The Attorney General has won permission to bring contempt of court proceedings against two national newspapers over the coverage of Levi Bellfield’s conviction for the murder and abduction of Walton-on-Thames schoolgirl Milly Dowler.

Two judges at the High Court in London gave the go-ahead to Dominic Grieve QC to bring action against the Daily Mail and Daily Mirror.

Bellfield was convicted on 23 June this year of abducting and murdering 13-year-old Milly. The jury still had to reach a verdict on a second charge – that the day before he snatched Milly from a street in Walton-on-Thames, Surrey, in 2002, he had attempted to abduct Rachel Cowles, then aged 11.

But on 24 June the trial judge, Mr Justice Wilkie, discharged the jury from returning a verdict on the charge relating to Cowles, saying that the publicity following Bellfield’s murder conviction was so prejudicial that the jury could no longer be expected to consider it.

Lord Justice Moore-Bick and Justice Bean heard argument on Tuesday on behalf of the two newspapers that their publications would not have created a “substantial risk of serious prejudice”.

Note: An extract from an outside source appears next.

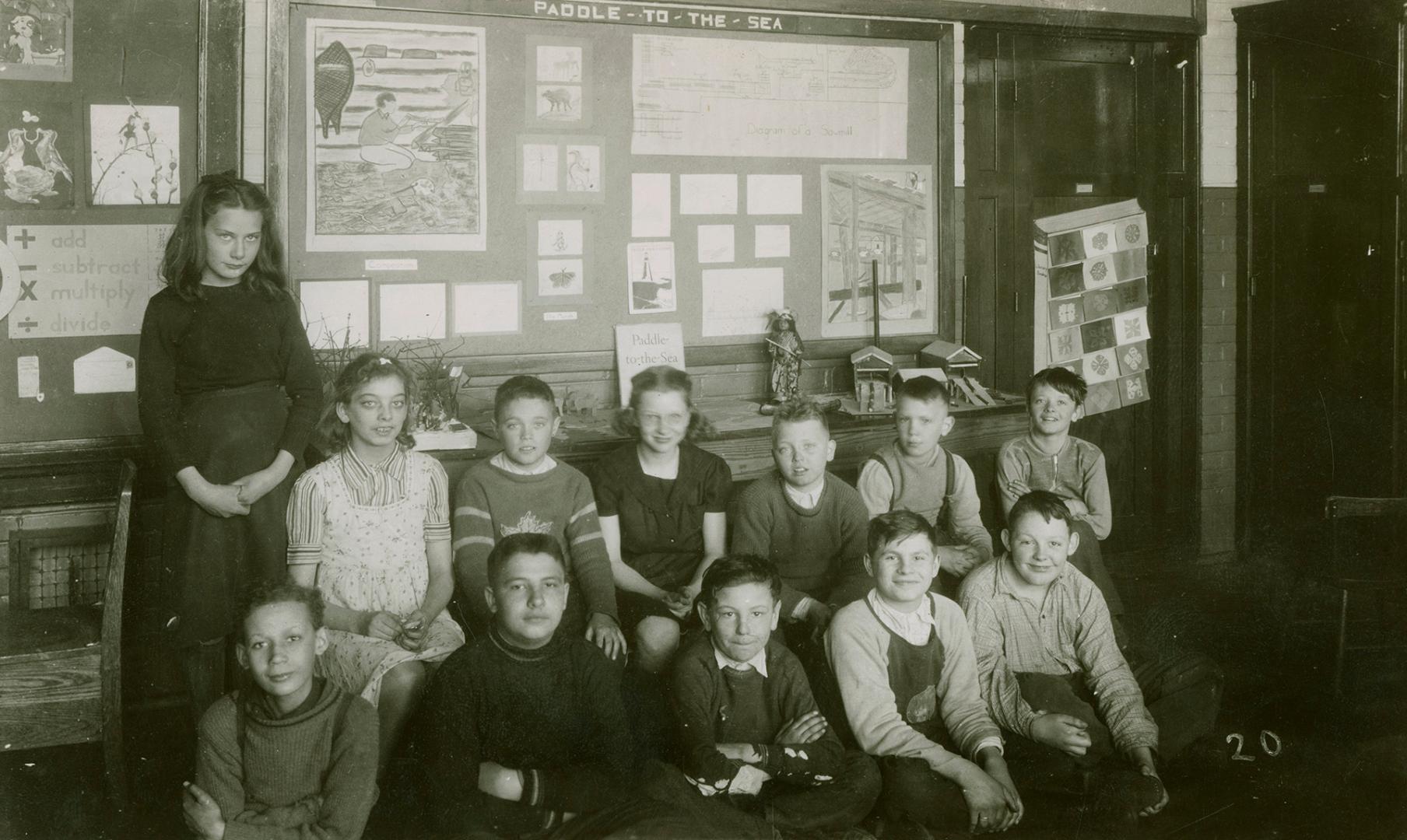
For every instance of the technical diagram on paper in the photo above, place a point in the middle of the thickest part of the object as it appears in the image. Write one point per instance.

But the judges, who only had to decide at this stage whether the Attorney General has an “arguable” case against them, granted permission. A full hearing of the contempt allegations will now be held at a date to be fixed.

David Perry QC, for the Attorney General, said it was right to point out that the trial judge discharged the jury on the basis of what he had described as the “avalanche” of publicity, rather than focusing on any particular publication.

He told the two judges that the Daily Mail and Daily Mirror published articles which “vilified the defendant by reference to material that was not before the jury as a result of anything that had been said in the trial”.

The judges heard submissions on behalf of the newspapers in contesting the application that in such an “unusual” case, where jurors knew he had committed other murders, the Attorney General could not prove his case to the “criminal standard”. They said it was not arguable that the publications could have created a substantial risk of serious prejudice.

Lord Justice Moore-Bick said the application by the Attorney General was for “permission to apply for orders of committal or other appropriate remedy” against the publishers of the two newspapers. Announcing the decision of the court, he said: “We have reached the conclusion that it cannot be said that there is no real prospect of an application succeeding.”